I've been using Rotella T Synthetic for a few years now with no issues.


----------



## Blackshirtproud (Apr 7, 2018)

I use Rotella 5 in my Land Rover Discovery II. In fact most Land Rover enthusiasts also run Rotella as well for the benefit of the ZDP additives (zinc) etc as these vehicles tend to have an issue of running hotter.

You will be safe.


----------



## massgrass (Aug 17, 2017)

I started using Rotella T6 in my generator a few years ago based on discussions at BITOG with no issues. Unfortunately, it is no longer sold by the quart.


----------



## MasterMech (Sep 24, 2017)

I've been running AMSOIL Formula Four-Stroke 10W-30 for years. Specifically targeted at our little thumpers, better for them than automotive oil.

Diesel-rated engine oil would probably be my second choice for an off the shelf grab.

For those just tuning in, today's (SM, SN and newer) automotive oil's lack a lot of the anti-wear components that were in oils 10-15 years ago. That's ok for the majority of the passenger car fleet, as those engines use high-quality main bearings and roller everything in the valvetrains.

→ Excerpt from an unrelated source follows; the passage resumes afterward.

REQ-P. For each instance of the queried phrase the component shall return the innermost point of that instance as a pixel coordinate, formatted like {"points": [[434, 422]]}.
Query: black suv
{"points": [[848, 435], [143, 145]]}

Small engines are still typically aluminum on steel for the mains and flat tappet valvetrains. Those anti-wear additives were important to keeping all that sliding contact from destroying those surfaces.


----------



## StarRaider (Jun 29, 2019)

I am planning on using Schaeffer's Supreme 7000 (high zinc for flat tappet cams) when the time comes to change the oil on my Kawi FS481V engine.


----------



## AZChemist (Nov 7, 2018)

I've been using Rotella T6 in all my equipment. My F250 uses 15qts and I buy it 5 gallons at a time so always have some laying around. 
Most of the equipment here in AZ gets used in 100+ temps and have not had any complaints!


----------



## StarRaider (Jun 29, 2019)

@AZChemist you may be about 7 qts low in your F250 :mrgreen:


----------



## ericgautier (Apr 22, 2017)

My Kawi FH451V has been happy with Rotella for a few seasons now.


----------



## ForsheeMS (May 21, 2018)

I've run Rotella in all my 4 cycle outdoor equipment for years. Back when I was building race engines for motocross it's also what I recommended all my customers run in their engines. Never had a single failure out of hundreds of engines.


----------



## StarRaider (Jun 29, 2019)

Which Rotella do you guys use, the T5 or T6? Weights?


----------



## ForsheeMS (May 21, 2018)

StarRaider said:


> Which Rotella do you guys use, the T5 or T6? Weights?


I ran the T5 in 10W30 but then switched over to the full synthetic T6 5W40 when I bought the X-One. Hustler recommended that for the hydro units and it works just fine in the engine too. Don't really know of any OPE engine that 5W40 wouldn't work in.


----------